Daily supplementation of 200 g of a mineral-enriched A. nodosum meal (78.74% A. nodosum meal, 20% calcium phosphate, 1.2% magnesium oxide, 0.06% copper oxide) to lactating cows resulted in 6.8% higher milk yield compared with the control treatment that received the same ratio, with 100 g/d of a standard mineral mixture substituted for the seaweed meal (Jensen et al., 1968).
Milk iodine content of the seaweed group was 0.6 mg/l compared with 0.1 mg/l in the control group. These results suggests that feeding this mineral-enriched seaweed supplement is able to increase milk yield as well as the mineral concentration of the milk.
By adding seaweed to the diet of animals not only the uptake of minerals is increased but also the quality of the produced manure. Minerals are added to the soil increasing the quality of the grass and when eaten will re-enter again after which another part will be uptake depending on the animals needs. The amount left enter the soil again as manure and will be recycled.
Plants, trees, seaweed and algae are the link we do know of able to realize the organic substance synthesis from mineral elements. It is very important because the major minerals are instrumental in all kinds of life-sustaining activities in our body.

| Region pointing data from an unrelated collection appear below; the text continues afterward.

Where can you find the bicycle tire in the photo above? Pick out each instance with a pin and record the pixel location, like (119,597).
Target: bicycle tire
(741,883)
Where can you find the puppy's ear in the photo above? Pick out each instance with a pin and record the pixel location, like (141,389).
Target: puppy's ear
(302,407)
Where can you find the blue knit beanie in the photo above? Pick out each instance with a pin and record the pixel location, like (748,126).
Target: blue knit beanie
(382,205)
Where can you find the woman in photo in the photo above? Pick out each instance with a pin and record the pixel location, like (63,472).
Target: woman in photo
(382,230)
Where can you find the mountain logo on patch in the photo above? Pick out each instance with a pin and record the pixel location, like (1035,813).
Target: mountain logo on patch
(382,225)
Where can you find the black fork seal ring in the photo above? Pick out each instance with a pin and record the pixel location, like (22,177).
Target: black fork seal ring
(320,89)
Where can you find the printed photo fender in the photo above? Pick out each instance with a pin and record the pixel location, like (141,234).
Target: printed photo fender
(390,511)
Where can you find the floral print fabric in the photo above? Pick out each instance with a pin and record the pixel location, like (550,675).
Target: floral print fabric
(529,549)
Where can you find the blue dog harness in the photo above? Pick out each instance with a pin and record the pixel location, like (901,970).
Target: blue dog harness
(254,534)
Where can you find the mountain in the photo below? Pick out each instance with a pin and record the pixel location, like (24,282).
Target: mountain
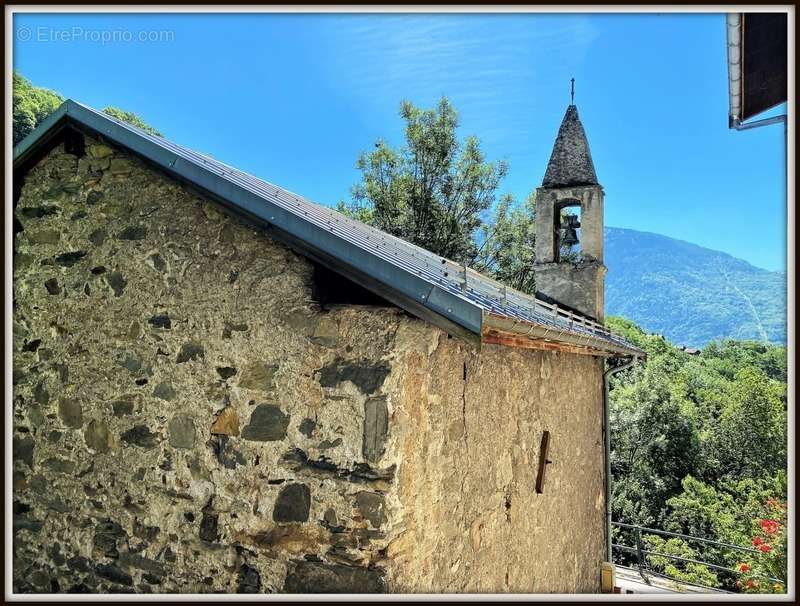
(690,294)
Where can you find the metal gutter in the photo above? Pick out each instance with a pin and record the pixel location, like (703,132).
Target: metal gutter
(602,342)
(734,37)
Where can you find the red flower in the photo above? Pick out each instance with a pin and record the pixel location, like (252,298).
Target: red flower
(770,526)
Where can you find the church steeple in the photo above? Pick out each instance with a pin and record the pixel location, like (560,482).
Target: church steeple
(571,161)
(570,181)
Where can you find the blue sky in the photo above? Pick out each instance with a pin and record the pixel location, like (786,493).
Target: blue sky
(295,98)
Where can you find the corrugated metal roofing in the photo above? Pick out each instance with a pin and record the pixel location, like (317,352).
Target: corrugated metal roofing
(436,283)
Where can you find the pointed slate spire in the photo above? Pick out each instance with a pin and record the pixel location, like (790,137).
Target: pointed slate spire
(571,161)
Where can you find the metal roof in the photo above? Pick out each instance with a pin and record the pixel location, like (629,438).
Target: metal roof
(467,304)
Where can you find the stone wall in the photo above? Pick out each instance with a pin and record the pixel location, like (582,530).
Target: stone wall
(187,418)
(468,431)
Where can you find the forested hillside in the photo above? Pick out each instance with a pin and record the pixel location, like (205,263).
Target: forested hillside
(691,294)
(699,447)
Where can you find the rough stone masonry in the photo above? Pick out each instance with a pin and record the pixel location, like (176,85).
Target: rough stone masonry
(187,418)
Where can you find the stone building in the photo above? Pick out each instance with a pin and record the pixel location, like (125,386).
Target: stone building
(219,386)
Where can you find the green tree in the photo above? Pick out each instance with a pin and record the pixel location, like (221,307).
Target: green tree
(132,119)
(506,251)
(31,105)
(750,440)
(434,191)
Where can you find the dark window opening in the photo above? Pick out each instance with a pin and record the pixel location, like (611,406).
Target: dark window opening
(567,231)
(330,288)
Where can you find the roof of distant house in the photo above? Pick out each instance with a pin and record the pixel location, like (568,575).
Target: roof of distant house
(458,300)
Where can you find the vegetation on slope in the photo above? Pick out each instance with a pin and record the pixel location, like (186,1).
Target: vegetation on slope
(32,104)
(699,448)
(691,294)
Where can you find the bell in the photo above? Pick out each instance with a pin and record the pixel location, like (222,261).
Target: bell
(570,237)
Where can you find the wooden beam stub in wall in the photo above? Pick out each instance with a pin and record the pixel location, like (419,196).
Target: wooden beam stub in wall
(543,462)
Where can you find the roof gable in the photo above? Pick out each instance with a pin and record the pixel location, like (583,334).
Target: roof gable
(460,301)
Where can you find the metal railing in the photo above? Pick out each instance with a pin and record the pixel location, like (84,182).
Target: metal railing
(641,553)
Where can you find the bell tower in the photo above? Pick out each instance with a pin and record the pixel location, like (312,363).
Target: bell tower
(575,279)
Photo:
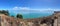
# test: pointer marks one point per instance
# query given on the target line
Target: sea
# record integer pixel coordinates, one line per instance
(33, 15)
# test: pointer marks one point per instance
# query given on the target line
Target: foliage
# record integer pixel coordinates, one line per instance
(19, 16)
(6, 12)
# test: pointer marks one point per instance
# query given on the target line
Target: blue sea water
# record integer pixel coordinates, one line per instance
(33, 15)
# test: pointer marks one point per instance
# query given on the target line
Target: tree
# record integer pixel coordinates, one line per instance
(12, 16)
(6, 12)
(19, 16)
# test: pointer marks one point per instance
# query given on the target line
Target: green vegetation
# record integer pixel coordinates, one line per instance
(6, 12)
(19, 16)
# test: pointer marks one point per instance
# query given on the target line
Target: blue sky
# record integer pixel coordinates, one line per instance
(29, 6)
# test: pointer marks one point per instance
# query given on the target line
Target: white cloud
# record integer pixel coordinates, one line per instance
(29, 10)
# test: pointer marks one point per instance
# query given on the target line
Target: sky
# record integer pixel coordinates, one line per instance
(30, 6)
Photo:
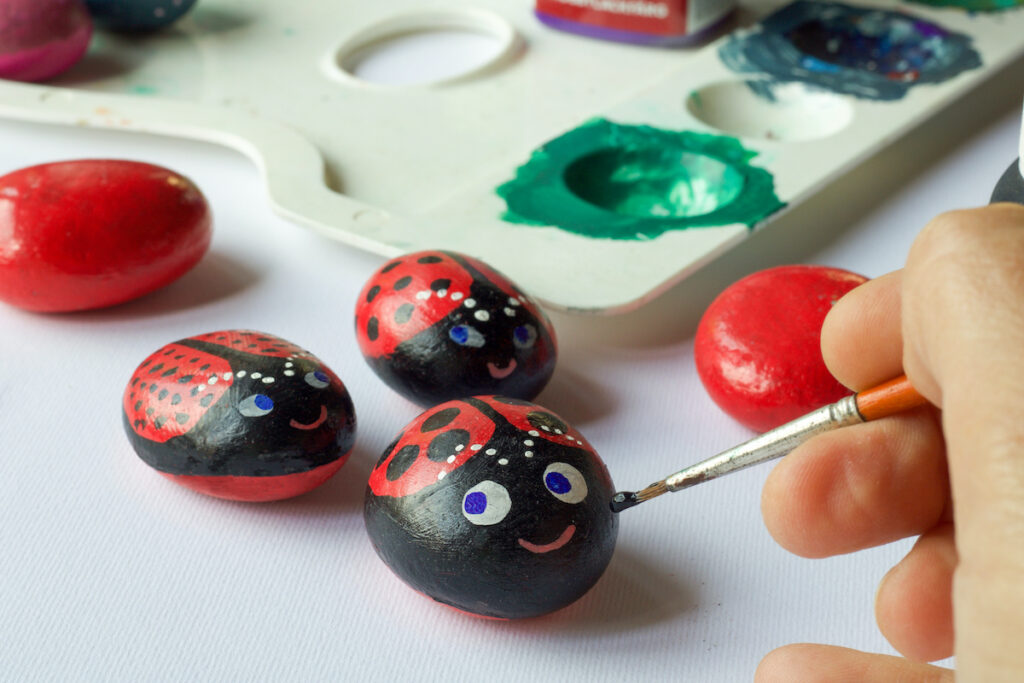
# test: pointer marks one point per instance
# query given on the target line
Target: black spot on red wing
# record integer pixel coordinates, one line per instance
(446, 443)
(439, 419)
(387, 452)
(401, 462)
(403, 313)
(547, 422)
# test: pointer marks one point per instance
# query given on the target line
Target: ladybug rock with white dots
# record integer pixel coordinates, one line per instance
(436, 326)
(240, 415)
(493, 506)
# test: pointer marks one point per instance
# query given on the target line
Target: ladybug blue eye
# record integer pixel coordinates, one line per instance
(317, 379)
(524, 336)
(465, 335)
(565, 482)
(256, 406)
(486, 503)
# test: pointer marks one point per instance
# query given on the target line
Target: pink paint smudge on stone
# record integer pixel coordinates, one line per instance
(40, 39)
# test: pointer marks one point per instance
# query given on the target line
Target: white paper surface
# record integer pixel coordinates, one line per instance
(109, 571)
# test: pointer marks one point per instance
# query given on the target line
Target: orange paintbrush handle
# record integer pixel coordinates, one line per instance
(888, 398)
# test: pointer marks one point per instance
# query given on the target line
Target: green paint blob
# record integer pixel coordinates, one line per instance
(653, 183)
(974, 5)
(609, 180)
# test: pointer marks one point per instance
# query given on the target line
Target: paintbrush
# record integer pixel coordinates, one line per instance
(888, 398)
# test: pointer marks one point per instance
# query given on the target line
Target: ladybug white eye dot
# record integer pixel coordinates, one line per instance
(317, 380)
(485, 504)
(256, 406)
(565, 482)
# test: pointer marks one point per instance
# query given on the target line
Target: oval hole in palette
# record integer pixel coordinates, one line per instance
(424, 48)
(769, 110)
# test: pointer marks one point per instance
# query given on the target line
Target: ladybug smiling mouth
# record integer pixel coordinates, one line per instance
(312, 425)
(565, 537)
(501, 373)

Commercial fertilizers are used on large scale to increase crop yields but provide only three elements to these crops being nitrogen, potassium and phosphorus. So, farmers
can grow something that looks like food, but they're only putting three elements or minerals back into the soil and no more. It's a strip-mining operation with no easy solutions, and putting back three elements is not going to do it from a quality of food prospect/view. The health consequences of mineral depletion of crop soils are severe, two billion people out of the six billion inhabitants of the planet are suffering from micronutrient malnutrition and it is not without reason that the ancient people going back to Summer did advice ''that no diet is complete without adding some products of the sea or water including fish or seaweed which are rich sources with minerals. At the roots the observation or the fact that when life did move form living in the sea, lakes and rivers to occupy land the access to minerals became limited.
The long-term result of the mass demineralisation of the population is that we end up with chronic disease acceleration, and the argument that we do life longer hold no real true, other than being just a number to boost about. While transient sub-optimal nutrition may be forgiven, a constant diet lacking in these micro nutrients will adversely affect every function, structure, and detoxification functions of the human cells, our metabolism will suffer, leading to diseases.